By Liz McCue, assistant director of communications and media relations — as printed in the 2023 Norfolk Area Shopper College Guide
For four years, Norfolk High School graduate Trey Porter was the face of Doane University. Except, the 2023 Doane grad couldn’t tell anyone it was him.
It’s a point of pride for a mascot, after all, that fans knew him only as Thomas the Tiger, the silent comedian who pumped up crowds, welcomed campus visitors and posed for selfies.
“The summer before freshman year, I saw it and thought, ‘oh yes, that’ll be perfect!’” Porter said of a 2019 call for students to apply for the mascot role.
Playing Thomas the Tiger was just one part of Porter’s Doane experience. He found a home in the university’s award-winning theatre department, led news and audio production for 91.9 KDNE and made lifelong friends in the Alpha Pi Epsilon (APE) fraternity.
“I had the freedom to do a lot of things at Doane that I couldn’t do at a larger college,” Porter said. “I could do things like, join the forensics team my senior year at Doane and then make it to nationals.”
(And he really did join the forensics team, qualified his first-ever event, a dramatic interpretation, and competed at the American Forensic Association National Speech Tournament.)
It almost didn’t happen, though.

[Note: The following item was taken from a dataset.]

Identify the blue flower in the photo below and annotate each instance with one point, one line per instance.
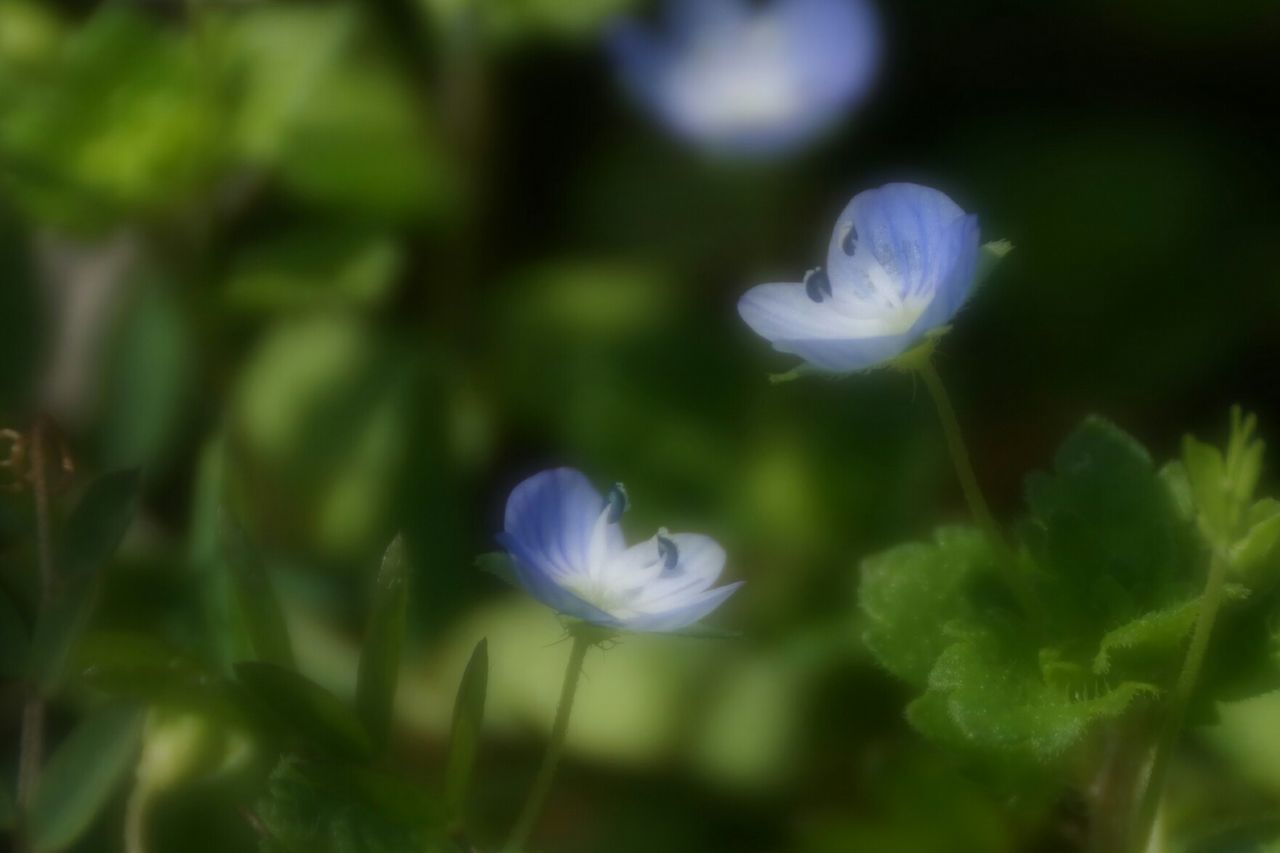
(900, 264)
(752, 78)
(568, 552)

Porter initially started film school to become a movie actor, but realized he wanted a different path. He did know of Doane — his girlfriend (now fiancee) went to Doane, and he’d seen Doane memorabilia in the classroom of his high school theater teacher, 2005 graduate Taryn Retzlaff. A visit with Doane Theatre Department faculty members Joel Egger and Rob McKercher, and knowledge that the university had a student-run radio station, sealed the deal for his transfer.
Porter’s experiences at Doane allowed him to grow and challenge himself in ways he hadn’t even imagined in high school. Take the APEs. At a larger university, Porter said it wouldn’t have been an option for him to join a fraternity.
“I wouldn’t have fit in with that,” he said, of national fraternities.
But Doane’s Greek life is all locally based. Some of his fraternity brothers were also in theater, but many were involved in a range of activities across campus — athletics, volunteering for Relay for Life, vocal and instrumental music. At Doane, it worked, he said.
His degree program also provided him with all the skills for his job after graduation, doing audio work for the Nebraska state government. Porter actually was offered the job a full two months before even receiving his diploma. He majored in strategic communication and media communication, with a minor in theatre, learning about video and audio production, radio station management, communication and media, public speaking, script writing, etc.
“There’s so many careers that I can apply what I learned,” Porter said.
And while he’s no longer handing out swag or high-fives during Orange Fridays — where, at 3 p.m. each Friday, students wearing Doane apparel spin a wheel for prizes — his memories from Doane are going to last far longer than his collection of koozies and tshirts.
There are the memories of working with his adviser, Nathaniel Wilson, director of forensics and assistant professor of practice in communication, to clean up Doane’s broadcasting studio and get it in working order for modern media production. Traveling with the forensics team to Santa Ana, California. Holding a lead role in the 2022 production of The Humans.
“That was very fulfilling,” he said. “That was the role I’m most proud of at this point.”
And of course, being Thomas the Tiger.
“I always had the greatest time doing it,” he said.